There is a good supply of low risk, low return products. In the past ten years, conservative savers have taken a beating. There have been only two periods where the interest on one year CDs has exceeded the percentage increase in inflation.
Challenged by low interest rates on CDs, savers have fled the market.
Older people who rely on their savings to generate income continue to search for yield, or the income generated by an investment. The iShares High Yield Corporate Bond ETF, HYG, and the iShares Dividend Select Index ETF, DVY, have posted strong gains. As more investors chase yield and drive up prices, the yields correspondingly become lower. In December 2007, DVY paid out an annualized 4.7% yield on a price of about $53. In March 2013, the yield was 3.4% on a price of $65 (Source)
Despite the fact that the Federal Reserve has held interest rates at historic lows, the amount of household savings continues to climb. Some of this is due to an aging population which has more in savings and tends to be more conservative.
The Federal Reserve is essentially kicking people out of the tent and into the forest where the wild animals live. It’s risky out there in the forest. How come the banks don’t want our money? Some people do not realize that a CD or savings account is essentially a loan to the bank. Through the FDIC, the U.S. government insures most of these loans. Loan your brother in law money for a year and you might not get it back. Loan your bank the money and you are assured that you will get it back.

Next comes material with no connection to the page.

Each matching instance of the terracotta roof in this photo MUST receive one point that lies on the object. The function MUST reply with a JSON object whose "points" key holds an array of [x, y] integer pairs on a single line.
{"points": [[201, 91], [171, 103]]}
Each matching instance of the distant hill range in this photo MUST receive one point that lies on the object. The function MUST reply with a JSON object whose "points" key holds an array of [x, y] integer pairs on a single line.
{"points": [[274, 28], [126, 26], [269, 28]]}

In the simplified models of banking we learned in grade school, the bank pays us interest for the money we loan it (deposits) and loans that money out to other people at a higher rate of interest. The difference in the two interest rates is how banks pay their employees and other business costs and make a profit. The reality is much more complex. A bank does not take a $10 deposit from Mary and loan it to Joe. The bank takes the $10 deposit from Mary and loans $100 to Joe. Where did the other $90 come from, you ask? It is created out of thin air in a process called fractional reserve banking, which allows a bank to leverage the $10 deposit by ten times, in this example. Because banks are leveraging money, there is a labyrinth of financial metrics of stability to insure that the banks are not taking too much risk. Some of these metrics include the risk weighting of assets (deposits, loans and securities, for example) and capital asset ratios.

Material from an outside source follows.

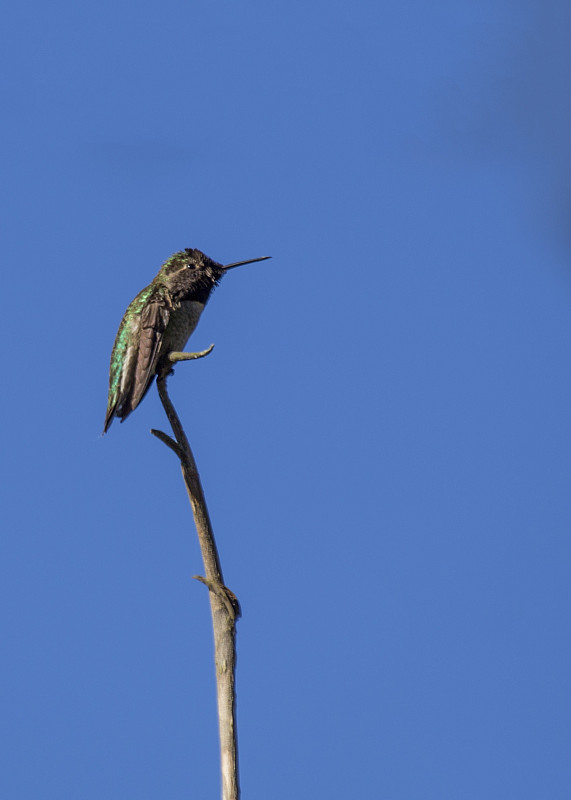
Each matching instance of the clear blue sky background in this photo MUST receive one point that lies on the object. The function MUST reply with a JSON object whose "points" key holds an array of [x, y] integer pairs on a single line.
{"points": [[383, 429]]}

In a 1985 paper by Federal Reserve economists, they note that “There is remarkably little evidence, however, that links the level of capital or the ratio of capital to assets with bank failure rates.” This paper was written before the S&L crisis of the 1980s.
The financial crisis in 2008 led to a surge of bank failures, peaking at more than 150 in 2010. In this past year, failures have dropped to a level that can be counted with two hands.
During the recession, the amount of commercial and industrial loans declined but have risen to nearly the same level as 2008.
From a thirty year perspective, we can see just how severe the decline was.
While loans and interest bearing accounts, or assets, at the largest banks are nearing 2007 levels, assets at small banks have declined.
The banking industry has been consolidating, larger banks eating up the smaller ones.
This past Friday, the Chairman of the Federal Reserve, Ben Bernanke, expressed concern that some of the larger banks are still prone to failure. The ever increasing size of the big banks has enabled them to have an even greater voice in the halls of Washington. Bernanke’s remarks hint that he is a proponent of further regulations which would reduce the amount of leverage that banks can use to increase their profits. Banking industry lobbyists are making the case that if they are required to reduce their leverage, it will hurt the economy by reducing the amount of loans they can make.
The banks are feeling squeezed and they are sure to let lawmakers know. Their net interest margin, or the spread between what they pay to depositors and what they charge to borrowers, has fallen to pre-recession levels, putting pressure on banks to take more risk to increase their bottom line.
I am reminded of a comment made by Raymond Baer, chairman of Swiss private bank Julius Baer, in 2009 who warned: “The world is creating the final big bubble. In five years’ time, we will pay the true price of this crisis.” Let’s see: 2009 + 5 = 2014. Hmmmm….
But we can’t live our lives waiting for the next catastrophe. We must take some risk, be diversified and be vigilant. As the stock market reaches new highs with each passing day, more investors will reassess their risk profile. Some will curse their caution of the past few years and move money from safe but low yielding assets to the market, helping to fuel rising market prices. The demand for yield creates a feedback loop that actually makes it harder to achieve yield. If only we could live in a world where they didn’t have these darn feedback loops.